Recently, we overhauled our approach to how we evaluate passed balls and wild pitches here at Baseball Prospectus. It started innocently enough, as an attempt to make our data betterbehaved, but progressed to a gradual recognition that we—and as far as we can tell, plenty of others—have been taking the wrong approach to these events for quite some time. Today, we’ll talk about what we’ve learned, and how our models are much the better for it.
Background
It’s no secret that some catchers are better at blocking pitches than others. Yadier Molina seems to be pretty good at it, and Mike Zunino does not. But raw wild pitch and passed ball numbers can be unfair.
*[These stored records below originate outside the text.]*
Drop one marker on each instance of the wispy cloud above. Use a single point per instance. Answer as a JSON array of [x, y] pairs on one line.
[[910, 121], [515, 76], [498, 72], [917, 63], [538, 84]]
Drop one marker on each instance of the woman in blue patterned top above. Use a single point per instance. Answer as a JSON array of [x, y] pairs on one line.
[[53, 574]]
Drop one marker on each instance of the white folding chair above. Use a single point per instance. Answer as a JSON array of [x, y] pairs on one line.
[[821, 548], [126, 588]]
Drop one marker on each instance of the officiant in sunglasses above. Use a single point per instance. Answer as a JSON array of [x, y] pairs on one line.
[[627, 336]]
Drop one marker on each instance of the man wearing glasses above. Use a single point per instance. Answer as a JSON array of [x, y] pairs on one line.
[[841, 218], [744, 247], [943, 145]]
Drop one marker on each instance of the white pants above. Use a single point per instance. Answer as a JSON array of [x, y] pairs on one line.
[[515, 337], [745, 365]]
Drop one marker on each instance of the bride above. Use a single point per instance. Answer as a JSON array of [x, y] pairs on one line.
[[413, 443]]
The catcher, after all, is not the one throwing the pitch, and some pitching staffs are wilder than others, particularly if those pitchers like to throw certain pitches in certain places. The sabermetric community’s longstanding skepticism of official scoring has also led to the practice of combining passed balls and wild pitches for modeling purposes, even though the former are judged by the scorer to be the catcher’s fault, and the latter to be the fault of the pitcher.
As with all things sabermetric, the means of adjustment for these factors have become more sophisticated over time. At the simplest level, we could simply trust the official scorer, and assume the other factors largely balance out. A more sophisticated approach is the “With or Without You” method, which grades a catcher based on how he does without certain pitchers, or how pitchers do without various catchers. Going one step beyond, researchers have tried to identify relevant factors driving passed balls and wild pitches, incorporated them into models of “likely” passed ball/wild pitches versus “actual” such events, and then grading a catcher on the difference. FanGraphs has adopted a model created by Bojan Koprivica as the basis for its Runs per Passed Pitches (RPP) metric. (The parameters of that model appear to be proprietary, although Bojan does describe the relevant aspects). Finally, we unveiled our own blocking model last year, called “RPM WOWY”: a combination of PBWP likelihood, as determined by PitchInfo, followed by a WOWY assignment of credit among catchers and pitchers.
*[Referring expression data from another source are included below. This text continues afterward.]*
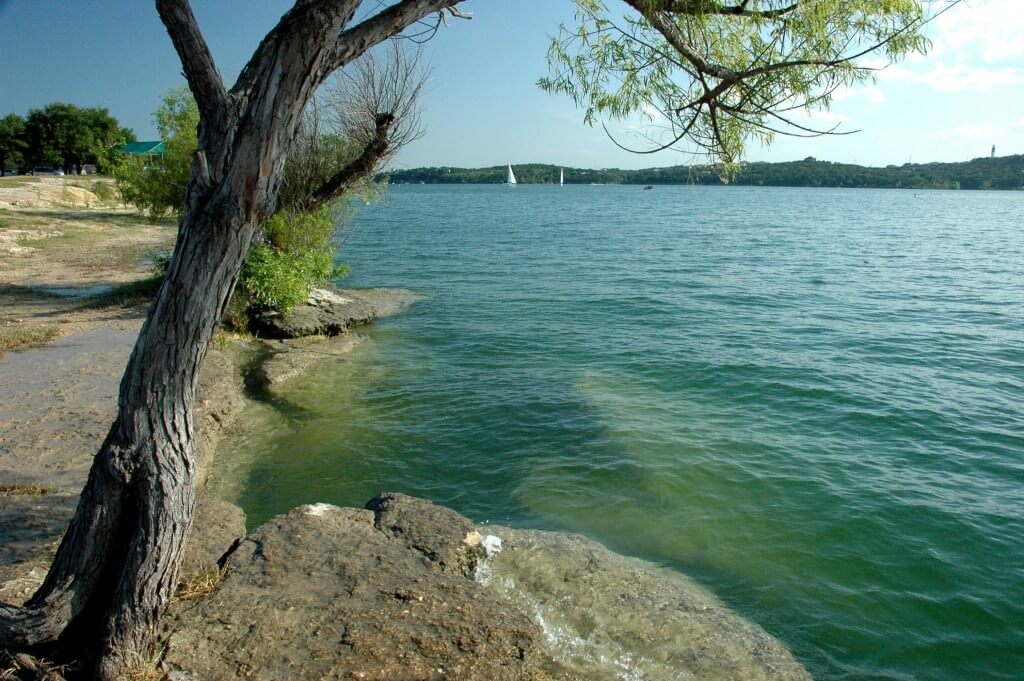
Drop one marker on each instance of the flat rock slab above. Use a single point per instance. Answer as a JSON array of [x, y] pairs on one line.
[[332, 593], [608, 618], [332, 311]]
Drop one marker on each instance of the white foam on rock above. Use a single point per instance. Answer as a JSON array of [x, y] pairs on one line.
[[492, 544], [318, 509]]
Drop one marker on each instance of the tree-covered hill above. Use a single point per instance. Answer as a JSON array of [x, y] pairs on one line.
[[1005, 172]]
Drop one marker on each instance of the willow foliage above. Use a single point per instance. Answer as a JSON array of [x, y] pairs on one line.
[[715, 74]]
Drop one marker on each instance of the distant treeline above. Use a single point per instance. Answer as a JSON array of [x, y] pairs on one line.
[[1005, 172], [60, 135]]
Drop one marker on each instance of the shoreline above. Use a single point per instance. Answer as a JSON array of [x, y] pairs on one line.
[[411, 585]]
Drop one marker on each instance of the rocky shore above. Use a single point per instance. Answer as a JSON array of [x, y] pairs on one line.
[[401, 589]]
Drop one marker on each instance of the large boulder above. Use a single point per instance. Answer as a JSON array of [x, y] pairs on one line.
[[332, 593], [332, 311], [608, 616]]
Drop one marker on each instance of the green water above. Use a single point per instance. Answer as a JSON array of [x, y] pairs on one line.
[[807, 399]]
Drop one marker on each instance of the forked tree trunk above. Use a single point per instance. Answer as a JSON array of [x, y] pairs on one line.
[[117, 566]]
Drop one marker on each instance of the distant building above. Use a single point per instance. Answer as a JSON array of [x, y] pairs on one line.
[[151, 150]]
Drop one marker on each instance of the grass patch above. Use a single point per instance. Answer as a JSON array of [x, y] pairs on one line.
[[23, 491], [17, 180], [201, 585], [16, 666], [126, 295], [23, 337]]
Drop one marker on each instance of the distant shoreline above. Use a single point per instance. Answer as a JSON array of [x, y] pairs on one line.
[[1005, 172]]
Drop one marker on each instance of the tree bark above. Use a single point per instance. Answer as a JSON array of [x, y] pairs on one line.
[[116, 568]]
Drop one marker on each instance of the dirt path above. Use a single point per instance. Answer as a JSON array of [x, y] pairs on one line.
[[59, 244]]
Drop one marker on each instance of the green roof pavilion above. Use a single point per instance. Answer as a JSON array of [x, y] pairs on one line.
[[144, 149]]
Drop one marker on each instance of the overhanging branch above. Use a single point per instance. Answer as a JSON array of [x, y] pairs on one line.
[[363, 166], [201, 72]]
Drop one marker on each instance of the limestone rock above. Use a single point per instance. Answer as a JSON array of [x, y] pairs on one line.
[[323, 593], [216, 528], [330, 312], [438, 533], [608, 616]]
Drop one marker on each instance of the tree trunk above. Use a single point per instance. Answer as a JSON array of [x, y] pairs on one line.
[[116, 568]]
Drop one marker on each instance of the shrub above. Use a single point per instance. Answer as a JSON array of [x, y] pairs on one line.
[[295, 255]]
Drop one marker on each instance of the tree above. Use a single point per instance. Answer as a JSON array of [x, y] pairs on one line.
[[116, 567], [11, 141], [158, 186], [65, 135], [712, 74]]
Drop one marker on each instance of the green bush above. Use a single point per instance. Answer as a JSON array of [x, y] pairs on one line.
[[157, 186], [295, 255]]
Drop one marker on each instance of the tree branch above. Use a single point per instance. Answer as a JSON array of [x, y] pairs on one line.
[[367, 162], [712, 7], [664, 25], [201, 72], [385, 24]]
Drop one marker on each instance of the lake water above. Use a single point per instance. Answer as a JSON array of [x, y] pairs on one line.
[[811, 400]]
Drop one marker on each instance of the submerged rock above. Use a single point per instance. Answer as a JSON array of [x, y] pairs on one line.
[[330, 312], [607, 616], [332, 593], [402, 590]]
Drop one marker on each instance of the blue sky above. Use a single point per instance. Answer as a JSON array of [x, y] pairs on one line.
[[483, 108]]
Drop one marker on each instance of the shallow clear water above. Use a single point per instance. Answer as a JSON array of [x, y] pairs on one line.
[[808, 399]]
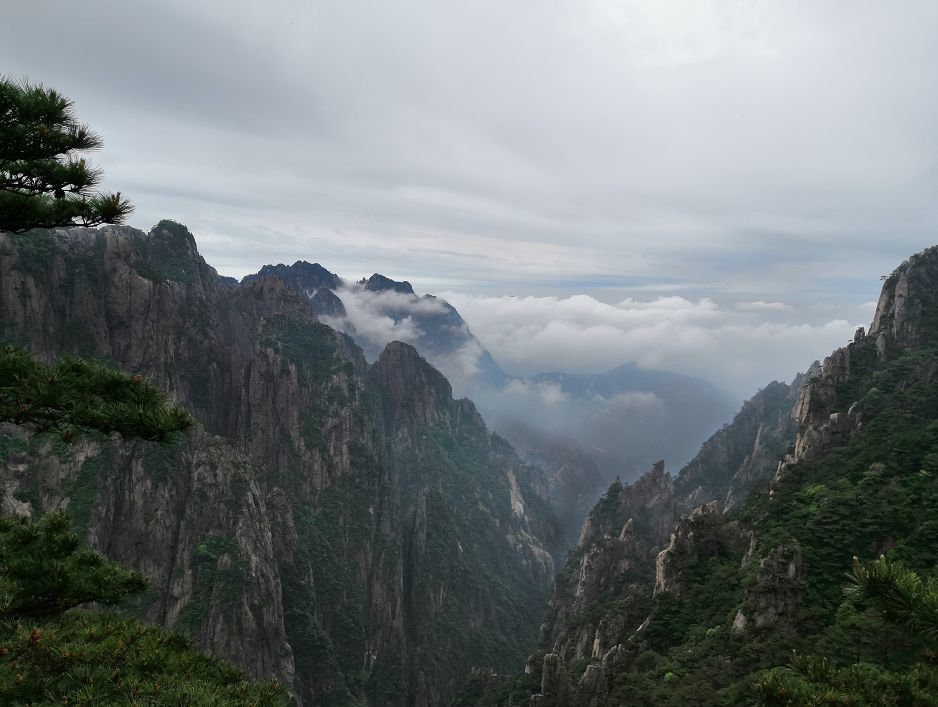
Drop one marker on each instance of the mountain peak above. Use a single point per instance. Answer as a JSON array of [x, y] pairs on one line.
[[380, 283], [302, 276]]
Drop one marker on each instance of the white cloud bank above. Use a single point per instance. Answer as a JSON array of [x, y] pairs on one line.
[[739, 348]]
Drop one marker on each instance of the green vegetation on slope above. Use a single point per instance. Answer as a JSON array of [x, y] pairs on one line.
[[73, 394], [51, 655]]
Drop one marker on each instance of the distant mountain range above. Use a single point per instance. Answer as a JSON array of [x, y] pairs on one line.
[[614, 424]]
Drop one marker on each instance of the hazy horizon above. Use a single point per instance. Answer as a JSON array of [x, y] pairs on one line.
[[713, 188]]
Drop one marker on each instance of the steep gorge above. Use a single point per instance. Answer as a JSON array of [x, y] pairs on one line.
[[351, 529], [682, 590]]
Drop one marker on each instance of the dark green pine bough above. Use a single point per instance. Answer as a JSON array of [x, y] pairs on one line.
[[50, 652], [44, 183], [73, 395]]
When we began incorporating mixed models into our catcher metrics earlier this year, we converted our catcher blocking model over as well, since it made sense to have all our catcher metrics on the same basic method. And so, throughout the 2015 season, we combined all of what we now call “errant pitches” into a linear mixed model, specified as follows in the R programming environment:
glmer(PBWP ~ log(prob) + (1pitcher) + (1catcher), family=binomial(link=’probit’)
The model was, frankly, a bit of an afterthought. We were focused more on converting RPM WOWY into our new framework rather than thinking it over from scratch. The log transformation of errant pitch probability (the former “RPM,” and the “prob” in the new blocking model) was added as much to assist convergence as anything else.
And yet, the model continued to behave somewhat erratically over the course of the season. The values were not unreasonable, but convergence continued to be an occasional problem, finally culminating in us taking it down a few weeks ago. Around the same time, we worked with August Fagerstrom, who was looking for data that would help investigate the role of R.A. Dickey in Russell Martin’s pitchblocking this year. I proceeded to run the model both with and without knuckleballs, and August wrote about the findings. The answer: Martin was terrible at blocking pitches this year even when not catching knuckleballs.
All of this, combined with the conclusion of the regular season, provided good reason to dig a little deeper and start questioning not only how our models could be better specified, but also some of our core assumptions. When we did so, we were surprised at what we learned. We’ll now share those lessons with you.
Trusting the Official Scorer
As mentioned above, our model (and other recent efforts) treat passed balls and wild pitches as part of one overall population. The underlying concept is reasonable, in that a good blocking catcher can affect both categories: passed balls by not having them, and wild pitches by getting in front of balls that would otherwise head to the backstop.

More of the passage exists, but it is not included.